One thing that has me worried are cyclotomics. If both arguments are from cyclotomic fields, then we should do the union (which is fast in that case) instead of the minpoly and resultant. I haven't figured out how best to check for that case, though.

For cyclotomics, I really think that we should use the universal cyclotomic field (and enhanced it):

sage: UCF = UniversalCyclotomicField()
sage: zeta3 = UCF.gen(3)
sage: zeta5 = UCF.gen(5)
sage: a = zeta3 + 2
sage: b = zeta5 + 1
sage: timeit("a*b")
625 loops, best of 3: 50.2 µs per loop
sage: a_QQbar = QQbar(a)
sage: b_QQbar = QQbar(b)
sage: timeit("a_QQbar*b_QQbar")
625 loops, best of 3: 13.2 µs per loop
sage: timeit("c = a_QQbar*b_QQbar; c.exactify()")
625 loops, best of 3: 774 µs per loop

Another thing I fail is that test taken from that ARPREC paper. That example is really fast in current implementation, precisely because it's only operating in a single number field, so it doesn't really require any unions at all. Should we try to detect this fact, i.e. see if both arguments are either rational or elements of the same number field? My failure is only later on, where the original code somehow magically knows that the difference of two equal numbers is zero. I guess that if we did introduce a special case for equal number field, we might get that for free even though I don't know exactly how it works.

Definitely. If the two elements have the same parent (i.e. QQ, a number field or UCF) we should perform the operation directly. Moreover, I hope to have something fast for comparisons in a given number field #17830 that would also speed up some comparisons in that case.

Vincent

8d15854a-f726-4f6b-88e7-82ec1970fbba commented 9 years ago
comment:8

Replying to @gagern:

The division r1/r2 for the example from the ticket description still takes extremely long. Surprisingly, the step which takes so long is not the computation of the resultant, its factors or its roots. No, it's the candidate.exactify() step which turns an ANRoot element into an ANExtensionElement. The do_polred in there is taking ages. Any suggestions how that might be avoided? It's “only” a degree 80 polynomial we're dealing with.

I compared this with Mathematica. Apart from the fact that I prefer Sage's way of presenting these numbers, I first couldn't get Mathematica to do elementary arithmetic on these two numbers at all. But using a different approach, I managed to do so. In Mathematica the division takes about twice as long as the other three operations, which makes sense considering that the resulting minimal polynomial has twice the degree. But it's only a distinction between 0.1 and 0.2 seconds, so there should be no mathematically unavoidable reason why Sage takes as long as it takes.

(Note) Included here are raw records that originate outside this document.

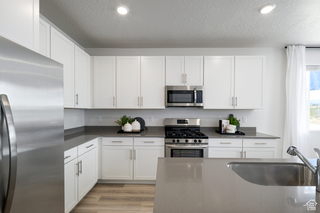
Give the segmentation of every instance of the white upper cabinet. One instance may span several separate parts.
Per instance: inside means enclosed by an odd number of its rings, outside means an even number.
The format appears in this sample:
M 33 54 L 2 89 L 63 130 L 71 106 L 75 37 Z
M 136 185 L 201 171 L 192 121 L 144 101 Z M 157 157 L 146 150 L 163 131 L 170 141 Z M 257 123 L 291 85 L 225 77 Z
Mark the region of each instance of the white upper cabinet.
M 265 56 L 236 56 L 235 109 L 262 109 Z
M 39 53 L 50 58 L 50 25 L 39 18 Z
M 204 56 L 204 109 L 233 109 L 234 56 Z
M 184 85 L 203 85 L 203 56 L 185 56 Z
M 203 86 L 203 56 L 166 56 L 165 85 Z
M 93 57 L 95 108 L 116 108 L 116 57 Z
M 50 30 L 51 58 L 63 65 L 64 107 L 73 108 L 75 107 L 75 44 L 52 27 Z
M 204 56 L 204 109 L 262 108 L 265 56 Z
M 140 108 L 140 57 L 116 57 L 116 108 Z
M 38 52 L 38 0 L 0 1 L 0 36 Z
M 75 108 L 90 107 L 90 56 L 75 45 Z
M 141 108 L 164 109 L 165 67 L 164 56 L 142 56 Z

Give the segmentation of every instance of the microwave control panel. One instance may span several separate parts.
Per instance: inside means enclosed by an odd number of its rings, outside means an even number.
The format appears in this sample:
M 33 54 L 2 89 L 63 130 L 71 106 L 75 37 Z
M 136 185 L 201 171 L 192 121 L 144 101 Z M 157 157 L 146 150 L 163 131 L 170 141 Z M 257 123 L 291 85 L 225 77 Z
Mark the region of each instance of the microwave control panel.
M 202 90 L 197 90 L 197 101 L 196 103 L 202 103 L 202 97 L 203 96 L 203 91 Z

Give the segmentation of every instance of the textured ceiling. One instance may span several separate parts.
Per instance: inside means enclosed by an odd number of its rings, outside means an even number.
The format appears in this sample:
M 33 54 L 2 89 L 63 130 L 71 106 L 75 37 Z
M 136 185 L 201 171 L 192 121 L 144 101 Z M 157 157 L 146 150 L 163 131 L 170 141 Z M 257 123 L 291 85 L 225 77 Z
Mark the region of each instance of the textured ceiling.
M 270 3 L 269 14 L 258 12 Z M 40 12 L 84 48 L 320 45 L 320 0 L 40 0 Z M 121 15 L 119 4 L 130 9 Z

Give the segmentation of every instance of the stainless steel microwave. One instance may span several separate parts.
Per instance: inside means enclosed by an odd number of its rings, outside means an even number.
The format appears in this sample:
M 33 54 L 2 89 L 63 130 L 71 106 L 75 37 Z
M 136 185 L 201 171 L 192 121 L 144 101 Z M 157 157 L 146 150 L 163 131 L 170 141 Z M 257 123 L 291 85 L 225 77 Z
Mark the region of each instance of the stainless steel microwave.
M 165 86 L 166 107 L 203 106 L 203 86 Z

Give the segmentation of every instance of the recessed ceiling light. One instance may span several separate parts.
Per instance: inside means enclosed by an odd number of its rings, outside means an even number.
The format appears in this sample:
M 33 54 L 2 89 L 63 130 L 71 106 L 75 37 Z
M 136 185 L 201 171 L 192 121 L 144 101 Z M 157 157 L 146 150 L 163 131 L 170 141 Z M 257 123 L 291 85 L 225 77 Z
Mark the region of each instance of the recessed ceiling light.
M 259 9 L 259 12 L 261 13 L 266 13 L 269 12 L 276 7 L 275 4 L 268 4 Z
M 129 12 L 129 8 L 126 6 L 119 4 L 116 6 L 116 9 L 118 12 L 122 15 L 126 14 Z

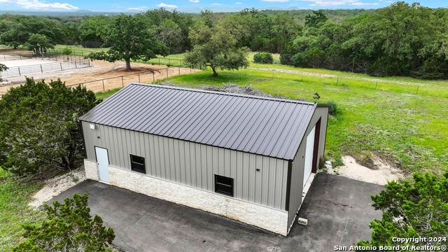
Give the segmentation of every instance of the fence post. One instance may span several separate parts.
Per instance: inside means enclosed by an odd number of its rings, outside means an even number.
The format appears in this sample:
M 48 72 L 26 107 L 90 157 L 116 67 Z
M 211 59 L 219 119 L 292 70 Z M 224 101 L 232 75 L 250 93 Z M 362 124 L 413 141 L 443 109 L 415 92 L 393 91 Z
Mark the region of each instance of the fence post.
M 351 72 L 355 70 L 355 58 L 353 58 L 353 65 L 351 66 Z

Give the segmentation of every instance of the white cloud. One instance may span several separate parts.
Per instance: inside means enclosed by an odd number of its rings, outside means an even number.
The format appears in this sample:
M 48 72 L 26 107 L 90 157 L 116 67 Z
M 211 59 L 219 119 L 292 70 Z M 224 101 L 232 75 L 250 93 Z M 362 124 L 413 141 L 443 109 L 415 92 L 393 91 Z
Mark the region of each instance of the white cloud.
M 78 7 L 69 4 L 53 3 L 45 4 L 38 0 L 0 0 L 0 5 L 18 5 L 24 8 L 36 10 L 76 10 Z
M 135 8 L 127 8 L 130 10 L 144 10 L 146 8 L 147 8 L 148 7 L 146 6 L 139 6 L 139 7 L 135 7 Z
M 164 8 L 177 8 L 176 6 L 173 5 L 173 4 L 160 4 L 156 5 L 156 6 L 159 6 L 159 7 L 164 7 Z
M 369 3 L 356 2 L 356 3 L 350 4 L 350 5 L 355 5 L 357 6 L 366 6 L 366 5 L 377 5 L 377 4 L 378 4 L 378 3 L 369 4 Z

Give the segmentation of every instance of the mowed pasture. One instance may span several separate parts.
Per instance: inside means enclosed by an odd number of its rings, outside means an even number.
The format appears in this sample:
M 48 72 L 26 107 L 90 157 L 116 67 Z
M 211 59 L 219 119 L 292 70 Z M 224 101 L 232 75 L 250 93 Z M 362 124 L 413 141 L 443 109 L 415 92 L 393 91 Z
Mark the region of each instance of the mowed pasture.
M 318 102 L 333 101 L 340 111 L 330 116 L 328 122 L 328 159 L 350 155 L 369 166 L 373 154 L 407 175 L 414 172 L 448 171 L 447 81 L 373 78 L 253 63 L 247 69 L 220 71 L 216 78 L 211 70 L 205 70 L 167 80 L 190 88 L 227 83 L 251 84 L 272 95 L 312 101 L 317 92 L 321 96 Z M 116 91 L 98 96 L 106 98 Z

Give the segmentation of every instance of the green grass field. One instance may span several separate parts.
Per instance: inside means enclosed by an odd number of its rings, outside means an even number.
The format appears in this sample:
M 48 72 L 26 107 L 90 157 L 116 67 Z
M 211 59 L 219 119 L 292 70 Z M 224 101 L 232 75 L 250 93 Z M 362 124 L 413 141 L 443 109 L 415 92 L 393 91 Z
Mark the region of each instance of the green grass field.
M 34 223 L 43 214 L 28 206 L 33 192 L 42 187 L 0 168 L 0 251 L 9 251 L 20 241 L 22 224 Z
M 262 71 L 269 68 L 336 77 Z M 405 174 L 417 171 L 448 171 L 448 83 L 412 78 L 374 78 L 358 74 L 304 69 L 278 64 L 251 64 L 247 69 L 211 71 L 171 77 L 171 83 L 184 87 L 220 85 L 233 83 L 272 94 L 335 102 L 340 113 L 328 122 L 326 156 L 338 159 L 351 155 L 358 160 L 379 155 Z M 377 83 L 377 80 L 379 82 Z M 160 81 L 156 81 L 160 83 Z M 416 94 L 419 88 L 418 94 Z M 104 99 L 116 90 L 99 93 Z

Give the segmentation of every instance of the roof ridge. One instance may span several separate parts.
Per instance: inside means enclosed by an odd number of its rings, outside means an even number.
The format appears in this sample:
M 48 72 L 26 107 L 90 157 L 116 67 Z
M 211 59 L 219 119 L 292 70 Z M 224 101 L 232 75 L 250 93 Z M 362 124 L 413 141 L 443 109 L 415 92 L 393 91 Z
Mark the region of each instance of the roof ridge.
M 128 85 L 146 85 L 146 86 L 158 88 L 169 88 L 169 89 L 181 90 L 190 91 L 190 92 L 204 92 L 204 93 L 209 93 L 209 94 L 234 96 L 234 97 L 246 97 L 246 98 L 251 98 L 251 99 L 265 99 L 265 100 L 270 100 L 270 101 L 280 102 L 290 102 L 290 103 L 296 103 L 300 104 L 314 105 L 316 104 L 316 102 L 313 102 L 298 101 L 298 100 L 290 99 L 265 97 L 259 97 L 256 95 L 211 91 L 211 90 L 196 89 L 196 88 L 178 87 L 178 86 L 167 86 L 163 85 L 146 84 L 146 83 L 130 83 Z

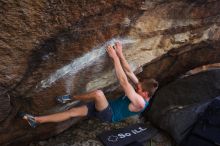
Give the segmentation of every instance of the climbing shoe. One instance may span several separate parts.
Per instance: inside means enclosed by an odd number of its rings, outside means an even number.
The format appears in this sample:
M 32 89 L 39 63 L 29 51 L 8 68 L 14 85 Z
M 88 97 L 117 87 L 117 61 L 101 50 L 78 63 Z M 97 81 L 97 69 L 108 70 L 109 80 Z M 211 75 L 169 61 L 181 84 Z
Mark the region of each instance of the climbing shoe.
M 19 112 L 19 116 L 24 119 L 24 120 L 27 120 L 28 124 L 32 127 L 32 128 L 35 128 L 37 127 L 37 122 L 34 118 L 33 115 L 31 114 L 27 114 L 27 113 L 24 113 L 24 112 Z

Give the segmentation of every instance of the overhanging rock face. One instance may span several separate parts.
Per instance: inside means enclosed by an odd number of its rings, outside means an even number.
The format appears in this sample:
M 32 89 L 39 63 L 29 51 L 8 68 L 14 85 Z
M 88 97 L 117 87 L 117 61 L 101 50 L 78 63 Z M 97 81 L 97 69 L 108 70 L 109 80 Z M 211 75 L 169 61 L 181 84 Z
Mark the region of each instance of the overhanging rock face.
M 220 69 L 201 72 L 159 89 L 146 114 L 152 123 L 180 142 L 204 109 L 202 106 L 219 95 Z
M 134 70 L 144 65 L 141 78 L 164 85 L 219 62 L 219 8 L 218 0 L 1 1 L 0 144 L 46 138 L 76 122 L 33 130 L 15 116 L 18 110 L 53 113 L 65 109 L 57 95 L 114 90 L 105 46 L 115 40 Z

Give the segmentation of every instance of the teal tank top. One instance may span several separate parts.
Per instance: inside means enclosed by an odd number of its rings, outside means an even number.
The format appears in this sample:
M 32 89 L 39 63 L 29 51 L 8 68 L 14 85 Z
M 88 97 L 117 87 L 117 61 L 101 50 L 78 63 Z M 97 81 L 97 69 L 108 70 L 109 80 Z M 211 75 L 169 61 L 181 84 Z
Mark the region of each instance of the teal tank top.
M 110 100 L 109 101 L 109 105 L 112 108 L 113 111 L 113 116 L 112 116 L 112 122 L 118 122 L 121 121 L 127 117 L 133 116 L 133 115 L 138 115 L 141 112 L 143 112 L 146 107 L 148 106 L 148 102 L 145 101 L 145 107 L 143 110 L 139 111 L 139 112 L 131 112 L 128 109 L 128 105 L 131 103 L 131 101 L 129 100 L 129 98 L 127 96 L 121 96 L 115 100 Z

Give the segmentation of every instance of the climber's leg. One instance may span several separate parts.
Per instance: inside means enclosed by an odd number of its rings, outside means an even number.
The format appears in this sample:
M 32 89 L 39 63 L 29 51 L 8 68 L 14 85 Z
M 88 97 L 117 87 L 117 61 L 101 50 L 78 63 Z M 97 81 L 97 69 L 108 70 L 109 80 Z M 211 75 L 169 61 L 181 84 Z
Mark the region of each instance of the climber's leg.
M 35 117 L 35 121 L 37 123 L 48 123 L 48 122 L 62 122 L 68 120 L 73 117 L 83 117 L 88 113 L 87 106 L 83 105 L 80 107 L 74 107 L 67 111 L 46 115 L 46 116 L 37 116 Z

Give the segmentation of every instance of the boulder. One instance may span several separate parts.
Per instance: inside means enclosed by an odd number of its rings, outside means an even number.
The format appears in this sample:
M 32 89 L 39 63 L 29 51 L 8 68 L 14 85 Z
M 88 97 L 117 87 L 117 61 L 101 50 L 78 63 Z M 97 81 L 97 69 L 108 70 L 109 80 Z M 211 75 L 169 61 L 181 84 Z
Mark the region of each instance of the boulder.
M 0 1 L 0 145 L 25 145 L 78 119 L 31 129 L 18 111 L 63 111 L 55 96 L 116 89 L 106 44 L 121 41 L 140 78 L 162 85 L 219 62 L 220 1 Z M 4 106 L 2 106 L 4 105 Z
M 180 142 L 199 113 L 219 95 L 220 69 L 200 72 L 160 88 L 146 114 L 154 125 Z

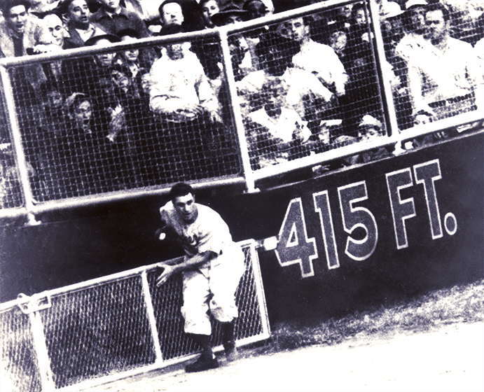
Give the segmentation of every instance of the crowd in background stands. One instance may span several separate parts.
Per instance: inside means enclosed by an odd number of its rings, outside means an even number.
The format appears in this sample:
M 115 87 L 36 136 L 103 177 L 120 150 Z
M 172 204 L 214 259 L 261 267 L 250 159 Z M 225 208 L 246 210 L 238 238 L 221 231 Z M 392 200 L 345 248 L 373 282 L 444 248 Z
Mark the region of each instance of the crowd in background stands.
M 212 29 L 313 2 L 1 0 L 0 57 Z M 431 52 L 426 13 L 436 4 L 450 11 L 443 15 L 446 34 L 466 43 L 455 52 L 465 58 L 453 74 L 441 72 L 429 82 L 418 59 Z M 382 70 L 392 80 L 400 130 L 444 118 L 450 106 L 452 115 L 476 110 L 483 70 L 469 64 L 473 56 L 482 64 L 482 1 L 380 0 L 378 5 L 388 60 Z M 373 40 L 364 4 L 229 36 L 254 168 L 303 156 L 309 153 L 301 148 L 305 144 L 321 147 L 385 133 Z M 235 148 L 223 104 L 228 91 L 220 56 L 219 46 L 205 39 L 15 69 L 14 98 L 22 109 L 19 122 L 32 171 L 44 173 L 46 188 L 70 189 L 72 195 L 90 182 L 105 191 L 155 185 L 151 181 L 162 166 L 183 172 L 172 181 L 198 178 L 198 167 L 210 167 L 216 174 L 236 160 L 229 153 Z M 473 78 L 469 85 L 468 74 Z M 460 79 L 445 82 L 453 83 L 445 88 L 454 94 L 445 96 L 438 85 L 450 76 Z M 422 79 L 436 85 L 422 87 Z M 337 130 L 329 130 L 341 122 Z M 150 148 L 155 143 L 166 148 Z M 258 157 L 261 151 L 263 159 Z M 345 162 L 387 154 L 379 149 Z M 187 161 L 199 164 L 186 167 Z M 50 173 L 50 168 L 61 167 L 76 179 L 68 183 L 65 176 Z

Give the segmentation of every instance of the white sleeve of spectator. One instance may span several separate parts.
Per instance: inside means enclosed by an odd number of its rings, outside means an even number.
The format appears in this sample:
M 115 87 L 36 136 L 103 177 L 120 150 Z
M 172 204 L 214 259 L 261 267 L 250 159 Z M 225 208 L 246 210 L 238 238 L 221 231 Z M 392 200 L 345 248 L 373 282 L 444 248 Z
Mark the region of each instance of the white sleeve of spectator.
M 416 115 L 420 111 L 427 112 L 429 108 L 425 104 L 424 97 L 422 94 L 422 78 L 421 70 L 415 62 L 411 59 L 408 62 L 408 90 L 410 98 L 412 102 L 412 109 L 413 115 Z
M 151 67 L 150 78 L 150 108 L 155 113 L 165 113 L 170 111 L 168 100 L 169 88 L 165 83 L 167 78 L 163 77 L 163 64 L 155 62 Z

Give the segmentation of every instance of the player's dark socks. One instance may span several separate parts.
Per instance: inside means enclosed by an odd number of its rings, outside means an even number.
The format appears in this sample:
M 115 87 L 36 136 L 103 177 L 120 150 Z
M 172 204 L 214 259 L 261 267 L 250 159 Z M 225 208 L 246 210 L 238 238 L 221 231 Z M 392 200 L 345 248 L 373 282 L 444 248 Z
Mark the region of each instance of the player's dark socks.
M 235 321 L 222 323 L 222 342 L 232 342 L 234 339 Z
M 209 335 L 190 334 L 190 337 L 202 347 L 201 356 L 207 359 L 214 358 L 214 353 L 212 351 L 212 340 Z
M 210 335 L 191 334 L 190 336 L 202 347 L 202 354 L 193 363 L 190 363 L 185 367 L 185 371 L 187 373 L 195 373 L 219 368 L 219 361 L 214 356 L 212 351 Z
M 234 335 L 235 324 L 235 321 L 222 324 L 222 344 L 225 349 L 226 356 L 229 362 L 235 360 L 237 357 Z
M 185 371 L 187 373 L 195 373 L 210 369 L 216 369 L 217 368 L 219 368 L 219 361 L 216 358 L 210 359 L 201 355 L 193 363 L 187 365 L 185 367 Z

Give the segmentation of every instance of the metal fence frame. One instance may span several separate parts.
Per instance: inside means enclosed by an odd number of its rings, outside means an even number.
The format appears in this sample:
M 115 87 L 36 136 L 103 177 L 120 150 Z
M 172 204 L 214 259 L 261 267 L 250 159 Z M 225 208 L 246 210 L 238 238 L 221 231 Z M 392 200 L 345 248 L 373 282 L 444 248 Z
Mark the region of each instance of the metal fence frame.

Should we try to avoid polred completely? I have the impression that this ticket here moves the focus away from “an algebraic number field extension and some polynomial in its generator” towards “a defining polynomial and an isolating interval”. The change is gradual, and we definitely want to keep the former aspect available if we want to simplify cases where all operations take place in the same number field. But since we no longer use unions for all operations, the nice and small description of the field generator appears to be less important. And the way I understand it, do_polred is responsible for finding such a nice and small generator. Should I try omitting that?

8d15854a-f726-4f6b-88e7-82ec1970fbba commented 9 years ago
comment:9

Replying to @gagern:

The division r1/r2 for the example …

… can be used to exhibit several problems which are not directly related to arithmetic via resultants, so I filed separate tickets about these:

mezzarobba commented 9 years ago
comment:11

Regarding polred, see #15600.

videlec commented 8 years ago
comment:12

Note that #18356 proposed a better solution rather than resultants (via an algorithm from Bostan-Flajolet-Salvy-Schost). I guess we should make it a dependency of this ticket.

8d15854a-f726-4f6b-88e7-82ec1970fbba commented 8 years ago
comment:13

Status update: #18356 has been merged by now (I hadn't noticed straight away), and #18242 comment:16 suggests incorporating these new functions into this ticket here. So I intend to incorporate those functions into my modifications as soon as I find the time. Also note #18333 for the big picture of things planned for QQbar.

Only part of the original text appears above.